At first, nothing at all happened.
Then a woman’s voice, with a sharpness that seemed apprehensive, said, “Yes? Who is it?”
“I want to speak to Mrs. Jones, please,” Harriet said. Then, when there was no answer, she repeated clearly, “Mrs. Jones. Have I the right number?”
There was a brief pause. Then the voice said curtly, “You have the wrong number.”
But before she could hang up Harriet called, “Wait! Wait! I can hear my baby crying! It is my baby, isn’t it?”
There was an audible gasp, then a silence, save for Arabella’s distinctive and vigorous wail in the background.
The woman suddenly said rapidly, “If you’re the mother, come quickly. Don’t tell the police, or he’ll kill the baby. Just come.”
“But where? Where?” Harriet cried.
“14 River Lane, Hammersmith. Don’t tell the police! Promise!”
“I promise.”
“Then hurry”
She was quite calm. She wrote on the telephone pad, “I have gone to 14 River Lane, Hammersmith. If I am not back in an hour tell the police.”
Flynn could not see the note, but whoever else came in would. It was a small safeguard, at least. Because she had to go alone. She couldn’t even take Flynn. He was blind and might get hurt. And the police might provoke some dreadful accident to the children.

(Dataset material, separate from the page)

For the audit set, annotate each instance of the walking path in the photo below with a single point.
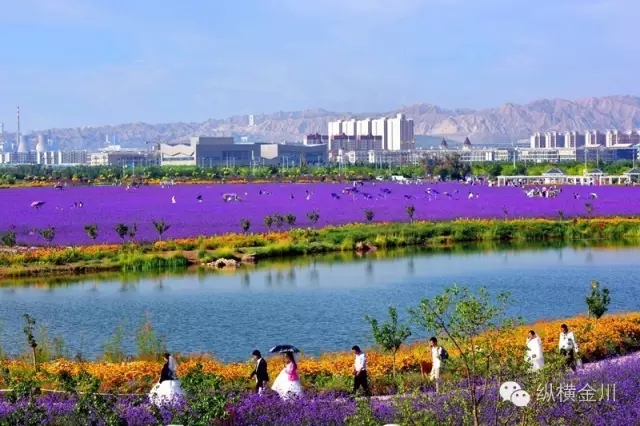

She believed the desperate, frightened voice of the woman on the telephone. She would give Harriet her children.
She had neither overcoat nor money. But a quick look in Flynn’s wardrobe produced a tweed coat that would serve the purpose, and she apologized silently to him as she opened his writing desk and found a few odd coins in it.
In the too large tweed coat, and with a scarf tied around her head, she looked quite anonymous. Even Fred at the doors did not recognize her as she slipped past, with her head down. It was a cold enough night to be going out well muffled up. Little more than her nose was visible.